I am beginning to suspect that we are expecting too much precision out of this process.

Hello there,

Just double checking: you are using the same OrbitType (and if applicable PositionAngle) in your propagation and orbit determination?

Also, are you using the tolerances function in NumericalPropagator? If yes, bear in mind that the output will be slightly different when called with the initial or final orbit.

Cheers,
Romain

Both propagation and BLSQ are using Cartesian Orbit and all in the same reference frame (GRCF). Tolerances is used with a dP of 1e-9

I agree 1.0e-5m is asking for very, very high accuracy, well beyond realism of physical models, but this is the sort of things we look after in Orekit as the computation accuracy should go beyond models. One of our driving goals is that the implementation details (threshold, algorithm, step size…) should induce errors that are several orders of magnitude below physical models, so at the end the limiting factor is the physical model. Here, we are in this ballpark: 1.0e-5m is most probably acceptable as nobody expects satellite position to be accurate at 0.01mm level. But I would like to understand what creates this 0.01mm difference.
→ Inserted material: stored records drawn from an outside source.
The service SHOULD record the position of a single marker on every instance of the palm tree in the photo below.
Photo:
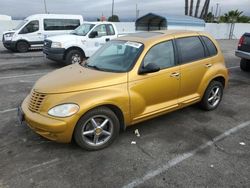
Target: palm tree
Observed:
(186, 7)
(191, 8)
(205, 9)
(197, 8)
(232, 16)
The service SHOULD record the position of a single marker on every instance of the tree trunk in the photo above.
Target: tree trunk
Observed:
(203, 9)
(197, 8)
(206, 10)
(191, 8)
(186, 7)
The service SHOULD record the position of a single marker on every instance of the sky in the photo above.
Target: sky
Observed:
(123, 8)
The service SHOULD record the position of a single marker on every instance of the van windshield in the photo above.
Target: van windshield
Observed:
(21, 24)
(83, 29)
(115, 56)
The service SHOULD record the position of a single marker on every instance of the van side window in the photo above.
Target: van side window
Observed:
(210, 46)
(31, 27)
(190, 48)
(101, 30)
(60, 24)
(161, 54)
(110, 29)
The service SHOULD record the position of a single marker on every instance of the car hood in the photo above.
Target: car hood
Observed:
(65, 38)
(9, 31)
(77, 78)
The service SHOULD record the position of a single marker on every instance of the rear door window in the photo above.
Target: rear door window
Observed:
(190, 49)
(210, 46)
(31, 27)
(101, 30)
(161, 54)
(60, 24)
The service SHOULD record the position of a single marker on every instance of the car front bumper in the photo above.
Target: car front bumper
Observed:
(242, 54)
(58, 130)
(10, 45)
(56, 54)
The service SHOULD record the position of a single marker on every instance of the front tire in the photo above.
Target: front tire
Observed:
(22, 46)
(212, 96)
(74, 56)
(245, 65)
(97, 129)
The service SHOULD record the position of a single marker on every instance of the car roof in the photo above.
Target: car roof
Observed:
(145, 37)
(64, 16)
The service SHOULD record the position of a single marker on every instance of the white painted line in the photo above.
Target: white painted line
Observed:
(233, 67)
(23, 75)
(26, 81)
(41, 164)
(179, 159)
(8, 110)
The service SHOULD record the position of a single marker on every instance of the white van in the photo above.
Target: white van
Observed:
(32, 31)
(80, 43)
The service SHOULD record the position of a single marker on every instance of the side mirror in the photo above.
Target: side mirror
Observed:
(93, 34)
(149, 68)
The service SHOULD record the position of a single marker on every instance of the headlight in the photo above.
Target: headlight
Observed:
(56, 45)
(64, 110)
(9, 34)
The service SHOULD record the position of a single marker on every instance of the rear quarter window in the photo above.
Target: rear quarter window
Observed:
(212, 50)
(190, 49)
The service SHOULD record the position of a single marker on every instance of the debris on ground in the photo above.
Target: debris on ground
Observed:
(133, 142)
(242, 143)
(137, 133)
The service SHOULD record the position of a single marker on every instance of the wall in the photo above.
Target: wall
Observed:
(218, 31)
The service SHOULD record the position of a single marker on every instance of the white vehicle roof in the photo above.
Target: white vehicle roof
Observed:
(98, 22)
(65, 16)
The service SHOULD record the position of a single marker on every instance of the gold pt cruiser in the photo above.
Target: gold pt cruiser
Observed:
(128, 80)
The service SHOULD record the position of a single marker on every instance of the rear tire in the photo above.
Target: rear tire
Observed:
(22, 46)
(245, 65)
(74, 56)
(97, 129)
(212, 96)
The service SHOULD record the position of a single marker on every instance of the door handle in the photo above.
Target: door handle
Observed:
(208, 65)
(175, 74)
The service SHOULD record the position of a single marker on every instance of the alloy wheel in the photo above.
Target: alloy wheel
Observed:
(97, 130)
(214, 96)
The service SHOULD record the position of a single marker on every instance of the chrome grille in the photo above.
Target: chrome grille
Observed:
(36, 100)
(47, 43)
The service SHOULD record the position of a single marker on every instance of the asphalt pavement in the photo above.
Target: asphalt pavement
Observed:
(186, 148)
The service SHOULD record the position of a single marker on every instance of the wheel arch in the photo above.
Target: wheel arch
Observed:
(114, 108)
(219, 78)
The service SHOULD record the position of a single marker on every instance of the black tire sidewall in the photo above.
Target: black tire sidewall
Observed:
(245, 65)
(68, 59)
(22, 46)
(98, 111)
(204, 102)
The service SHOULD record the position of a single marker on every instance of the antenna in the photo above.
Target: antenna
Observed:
(45, 7)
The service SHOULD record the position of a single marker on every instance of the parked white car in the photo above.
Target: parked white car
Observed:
(32, 31)
(80, 43)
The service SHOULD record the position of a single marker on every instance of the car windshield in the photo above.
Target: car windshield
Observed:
(115, 56)
(83, 29)
(21, 24)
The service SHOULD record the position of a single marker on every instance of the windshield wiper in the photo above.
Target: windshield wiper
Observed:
(93, 67)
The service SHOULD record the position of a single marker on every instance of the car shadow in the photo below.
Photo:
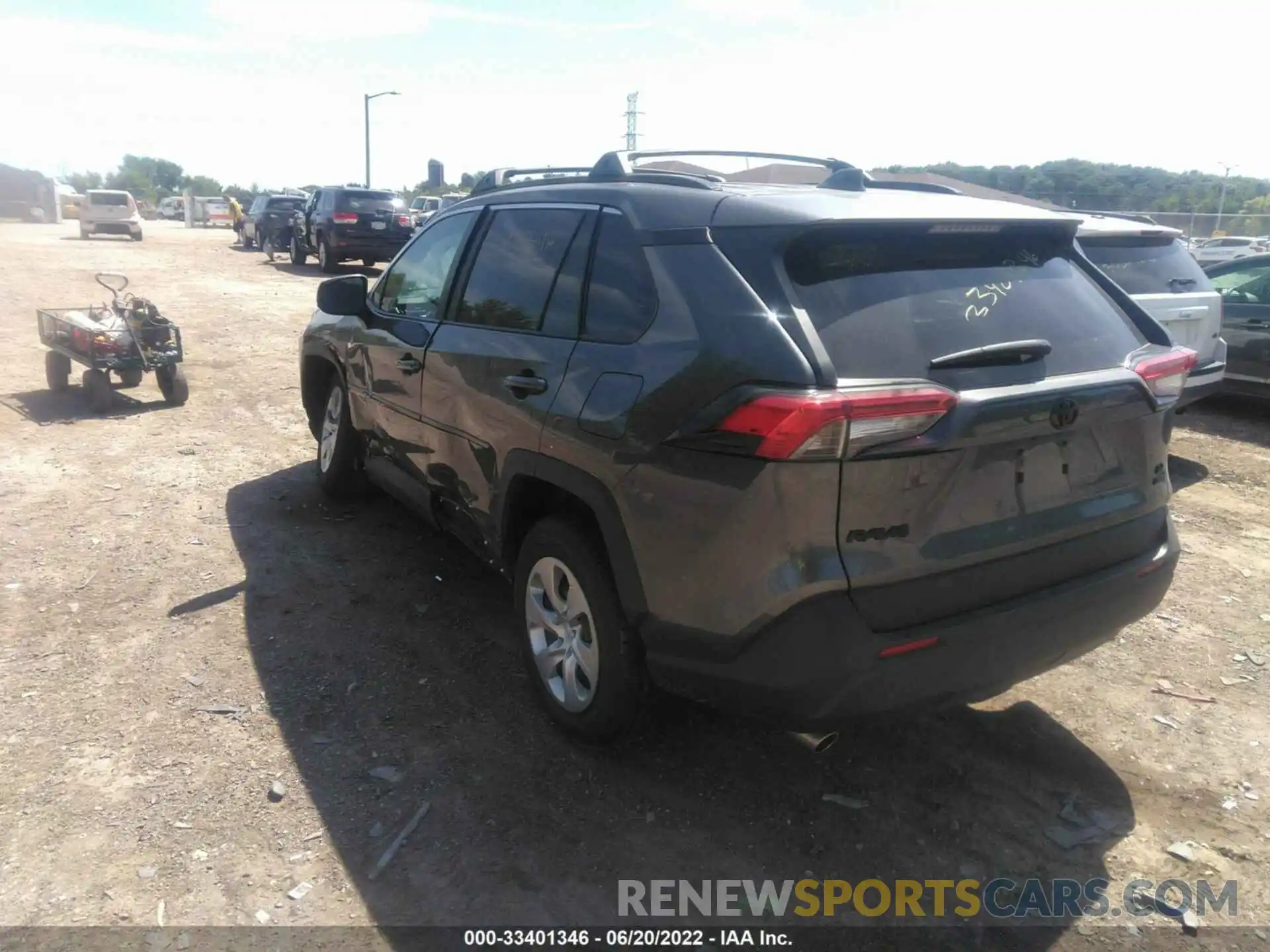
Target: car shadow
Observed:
(1231, 416)
(381, 644)
(284, 264)
(46, 407)
(95, 238)
(1184, 473)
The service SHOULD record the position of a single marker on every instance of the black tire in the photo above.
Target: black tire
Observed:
(327, 259)
(58, 371)
(620, 692)
(339, 465)
(97, 389)
(173, 383)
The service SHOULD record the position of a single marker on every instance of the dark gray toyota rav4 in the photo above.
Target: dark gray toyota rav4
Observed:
(803, 452)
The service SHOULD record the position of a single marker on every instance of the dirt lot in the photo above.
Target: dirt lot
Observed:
(158, 560)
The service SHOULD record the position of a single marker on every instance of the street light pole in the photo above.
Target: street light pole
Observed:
(1221, 202)
(366, 103)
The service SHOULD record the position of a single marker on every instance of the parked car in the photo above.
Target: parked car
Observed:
(423, 207)
(349, 223)
(110, 212)
(172, 208)
(272, 216)
(1152, 266)
(803, 454)
(1227, 249)
(1245, 288)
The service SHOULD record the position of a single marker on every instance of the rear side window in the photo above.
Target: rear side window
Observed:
(516, 267)
(621, 300)
(108, 198)
(1146, 266)
(367, 202)
(888, 302)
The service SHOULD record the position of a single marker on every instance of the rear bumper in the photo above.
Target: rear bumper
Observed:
(379, 249)
(818, 666)
(1206, 380)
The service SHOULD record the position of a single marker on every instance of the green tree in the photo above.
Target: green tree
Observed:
(84, 180)
(135, 180)
(202, 186)
(1076, 183)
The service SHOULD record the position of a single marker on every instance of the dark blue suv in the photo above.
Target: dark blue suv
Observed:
(802, 452)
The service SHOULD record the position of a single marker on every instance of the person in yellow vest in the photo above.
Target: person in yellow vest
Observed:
(237, 212)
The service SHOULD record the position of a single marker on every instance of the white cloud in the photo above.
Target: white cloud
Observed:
(982, 83)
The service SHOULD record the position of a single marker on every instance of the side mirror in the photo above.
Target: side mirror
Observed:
(343, 296)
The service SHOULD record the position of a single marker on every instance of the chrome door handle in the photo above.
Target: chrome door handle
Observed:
(525, 383)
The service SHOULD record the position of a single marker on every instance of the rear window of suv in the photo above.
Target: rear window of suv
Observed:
(1146, 264)
(888, 301)
(367, 202)
(108, 198)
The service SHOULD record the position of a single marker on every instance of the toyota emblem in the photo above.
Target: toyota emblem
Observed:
(1064, 414)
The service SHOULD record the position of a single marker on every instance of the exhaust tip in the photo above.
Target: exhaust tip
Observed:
(816, 743)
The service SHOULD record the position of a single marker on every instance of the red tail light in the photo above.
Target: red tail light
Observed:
(1166, 374)
(833, 424)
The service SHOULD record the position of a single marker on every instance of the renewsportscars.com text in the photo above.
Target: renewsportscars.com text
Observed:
(934, 899)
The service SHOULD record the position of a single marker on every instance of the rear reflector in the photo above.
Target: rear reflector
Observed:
(1166, 374)
(832, 424)
(908, 647)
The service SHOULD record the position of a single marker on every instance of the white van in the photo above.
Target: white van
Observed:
(110, 212)
(1154, 267)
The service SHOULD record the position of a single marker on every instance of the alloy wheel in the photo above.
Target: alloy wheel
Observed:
(562, 634)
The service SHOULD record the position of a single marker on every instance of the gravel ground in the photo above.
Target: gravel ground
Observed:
(160, 560)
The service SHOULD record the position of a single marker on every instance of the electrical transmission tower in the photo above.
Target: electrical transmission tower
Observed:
(633, 114)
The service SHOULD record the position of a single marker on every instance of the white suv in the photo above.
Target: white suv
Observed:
(1227, 249)
(1152, 266)
(110, 212)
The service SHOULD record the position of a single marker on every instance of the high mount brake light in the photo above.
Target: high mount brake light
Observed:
(839, 423)
(1166, 374)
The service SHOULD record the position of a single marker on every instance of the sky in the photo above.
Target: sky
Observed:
(271, 92)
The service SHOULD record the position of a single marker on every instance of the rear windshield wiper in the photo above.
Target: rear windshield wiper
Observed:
(1007, 353)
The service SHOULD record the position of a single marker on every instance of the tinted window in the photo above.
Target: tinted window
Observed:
(107, 198)
(621, 299)
(367, 202)
(1146, 266)
(414, 284)
(516, 267)
(887, 305)
(1246, 286)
For a realistic scenario, I also do not expect this kind of precision, our input data won’t even be close to this precise. But this was a validation test to make sure we implemented things correctly and I kinda expect to get the exact same result (aside from rounding errors) when I am feeding in the exact correct settings for the propagation. The the values I’m seeing are way beyond rounding errors

Yes, and this is something that bothers me.